Aunt Anne sat still for a moment, looking at the fire.

“My dear,” she said presently, “I have been thinking of what you said; we have both suffered very much; we ought to be together. Only now you have the hope of a new life before you. But we have both suffered,” she repeated.

Mrs. North knelt down beside her with a long sigh. “Suffered,” she said. “Oh, dear old lady, if you only knew what I have suffered; the loneliness of my girlhood, the misery of my marriage, the perpetual hunger for happiness, the struggle to get it. And oh! the longing to be loved, and the madness when love came, and then—then—but you know,” she whispered, passionately—“I need not go over it; the shame, and the publicity, and the relief I dared not to acknowledge even to myself, when I was set free. And then the awful dread that even he, the man for whom I did it all, would perhaps despise me as the rest of the world did. I am not wicked naturally, I am not, indeed; I don’t think any woman on this green earth has loved beautiful things and longed to do righteous things, more than I have, or felt the misery of failure more bitterly.”

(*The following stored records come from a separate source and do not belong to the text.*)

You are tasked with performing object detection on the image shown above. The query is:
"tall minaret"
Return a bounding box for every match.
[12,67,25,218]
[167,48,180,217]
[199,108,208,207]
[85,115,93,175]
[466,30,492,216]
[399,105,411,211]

“It will come right now, my love,” Aunt Anne said gently. “You are young; it will all come right. You said you had a telegram, and that he was coming back?”

“Yes, he is coming back,” Mrs. North answered, in a low voice; “but I do not want him to set it right because I did the wrong for him, or just to make reparation from a sense of honour. I do not want to spoil his life; for some people will cut him if he marries me; it is only—only—if he loves me still, and more than all the world, as I do him—that is the only chance of it all coming right. It is time I had a letter. But here is your beef-tea. Let us try and forget all our troubles, and get a little peace together.” She looked up with an April-day smile, took the beef-tea from Clarke, and, holding it before Aunt Anne, watched with satisfaction every mouthful she took.

“I fear I give you a great deal of trouble,” the old lady said gratefully.